There are very, very few races restricted by age, so your new, talented but inexperienced, still developing three-year-old runs against battle-hardened five-year-olds from day one and managing their horse's progress through those difficult waters is a nuanced, painstaking talent that is part of why Size stands out from other Hong Kong trainers.
Waller would surely have plenty of access to high quality stock - just not as many chances to run them. Hong Kong has 12 G1 races a year plus the three races in the four-year-old series which includes the Derby. There is nowhere to hide, nowhere else to run and you can relentlessly bang up against the same superior gallopers, as Beauty Generation's rivals have found lately.
Because Hong Kong has no breeding industry, that is actually a positive for the racing stock. Every horse that arrives in Hong Kong has done something good. It has won races, maybe won very good races, maybe just won a barrier trial. But Hong Kong owners, trainers and their agents are constantly cherry-picking the cream of the three-year-old talent from other jurisdictions like Australia (see Beauty Generation et al) and have owners with deep pockets ready to pay for that talent. The horses are handpicked, not generated by the four-legged lottery of the yearling sale ring or the breeding barn. As a result, Hong Kong's best punch well above their weight in world standings and even the bread and butter competition is equivalent to elsewhere.

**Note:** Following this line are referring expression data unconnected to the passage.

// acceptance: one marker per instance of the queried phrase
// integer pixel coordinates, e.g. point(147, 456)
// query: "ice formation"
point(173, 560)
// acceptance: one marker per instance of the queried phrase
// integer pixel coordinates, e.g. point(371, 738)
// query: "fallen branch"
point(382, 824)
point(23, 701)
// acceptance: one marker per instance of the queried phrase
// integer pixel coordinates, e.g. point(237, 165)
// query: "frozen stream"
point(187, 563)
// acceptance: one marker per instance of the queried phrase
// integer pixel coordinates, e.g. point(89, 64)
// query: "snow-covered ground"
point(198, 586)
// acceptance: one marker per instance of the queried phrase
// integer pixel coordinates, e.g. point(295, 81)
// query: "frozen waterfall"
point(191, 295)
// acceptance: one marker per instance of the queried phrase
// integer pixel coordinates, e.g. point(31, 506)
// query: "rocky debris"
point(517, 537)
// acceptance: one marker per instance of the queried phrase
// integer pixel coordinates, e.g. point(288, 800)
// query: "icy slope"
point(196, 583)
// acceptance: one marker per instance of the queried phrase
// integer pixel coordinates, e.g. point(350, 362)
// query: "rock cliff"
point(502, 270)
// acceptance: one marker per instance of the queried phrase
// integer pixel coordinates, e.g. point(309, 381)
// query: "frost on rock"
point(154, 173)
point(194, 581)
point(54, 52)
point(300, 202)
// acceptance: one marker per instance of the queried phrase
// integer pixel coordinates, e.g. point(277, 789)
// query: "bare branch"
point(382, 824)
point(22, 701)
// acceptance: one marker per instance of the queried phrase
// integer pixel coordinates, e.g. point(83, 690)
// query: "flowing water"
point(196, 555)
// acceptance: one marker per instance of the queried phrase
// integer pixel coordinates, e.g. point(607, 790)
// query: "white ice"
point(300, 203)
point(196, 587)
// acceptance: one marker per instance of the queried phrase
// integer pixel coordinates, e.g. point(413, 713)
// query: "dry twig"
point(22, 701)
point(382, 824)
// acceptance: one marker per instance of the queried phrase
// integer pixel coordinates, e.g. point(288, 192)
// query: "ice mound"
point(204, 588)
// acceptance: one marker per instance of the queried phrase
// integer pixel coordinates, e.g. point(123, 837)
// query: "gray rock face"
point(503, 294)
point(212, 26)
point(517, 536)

Staying races are low on the priorities in Hong Kong. Waller originally made his name with staying horses but in 2017-18 there were only 19 races beyond 2000m at Sha Tin and Happy Valley. Mostly lower-middle grades although there is that weird little quirk in the calendar that 3 of those races are at 2400m - 2 G1s and a G3.
So, there would be things for Waller to get his head around but he has shown himself to be a good study. The bottom line is strong and there are some underrated positives that come from not having to worry about vets or bills or staff or from just having world class facilities and a Jockey Club with oodles of money to spend on getting it right - and it all adds up to getting back to basics.
To a successful horse trainer, being a horse trainer, not a glorified accountant, debt collector or human resources manager, and still have time to spend with their family.
That is why people want to train horses in Hong Kong. Maybe even someone like Chris Waller.